I am trying to code a mathematical model, and it involves computing a particular quantity over a grid of values thousands of times, with some changing model parameters. Currently, this is far too slow and I am looking for advice on vectorizing the most intensive part of my model.
I've currently got a basic implementation of it for ease of reading, but now want to vectorize the entire code segment below if possible.

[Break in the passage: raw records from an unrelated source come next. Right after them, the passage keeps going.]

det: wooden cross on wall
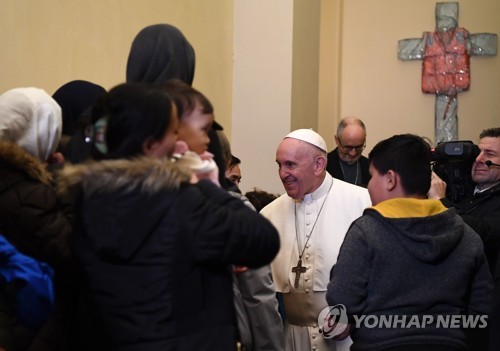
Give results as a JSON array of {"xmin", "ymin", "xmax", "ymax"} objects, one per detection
[{"xmin": 398, "ymin": 2, "xmax": 498, "ymax": 145}]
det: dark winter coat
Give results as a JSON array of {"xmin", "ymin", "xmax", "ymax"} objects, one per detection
[
  {"xmin": 0, "ymin": 141, "xmax": 72, "ymax": 350},
  {"xmin": 441, "ymin": 184, "xmax": 500, "ymax": 274},
  {"xmin": 0, "ymin": 141, "xmax": 72, "ymax": 265},
  {"xmin": 60, "ymin": 158, "xmax": 279, "ymax": 351},
  {"xmin": 326, "ymin": 148, "xmax": 371, "ymax": 188}
]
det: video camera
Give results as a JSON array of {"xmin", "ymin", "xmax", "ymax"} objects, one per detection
[{"xmin": 431, "ymin": 140, "xmax": 479, "ymax": 202}]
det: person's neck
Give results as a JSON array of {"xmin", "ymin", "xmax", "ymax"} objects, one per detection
[{"xmin": 476, "ymin": 182, "xmax": 500, "ymax": 192}]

A minimal example of the code segment is:
% Setup grid to evaluate and results vector
T_max = 10000;
eval_points = linspace(0, T_max, 1000);
results = zeros(size(eval_points));
% Function that is used in computation
Z_func = @(x, omega) (1./(omega.*sqrt(2*pi))).*exp( -(x.^2)./(2.*omega.*omega) );
% Random data for now, known in full problem
historic_weights = rand(1,100);
historic_times = rand(1,100);
% Fixed single parameter omega
omega = 0.5;
% Time evaluation
tic()
for eval_counter = 1:size(eval_points,2)
for historic_counter = 1:size(historic_weights,2)
temp_result = 0;
for k = 0:1:T_max
temp_result = temp_result + Z_func( eval_points(eval_counter) - historic_times(historic_counter) + 1440*floor(historic_times(historic_counter)/1440) - 1440*k, omega );
end % End of looping over k
results(eval_counter) = results(eval_counter) + historic_weights(historic_counter)*temp_result;
end % End of looping over weights
end % End of looping over evaluation points
toc()
On my computer, this took just over 60 seconds to evaluate. I do not wish to use the parallel toolbox, as I am already using that elsewhere, and the shown segment of code is called on every process.
If this is not possible in Matlab, I'm happy to also try in python.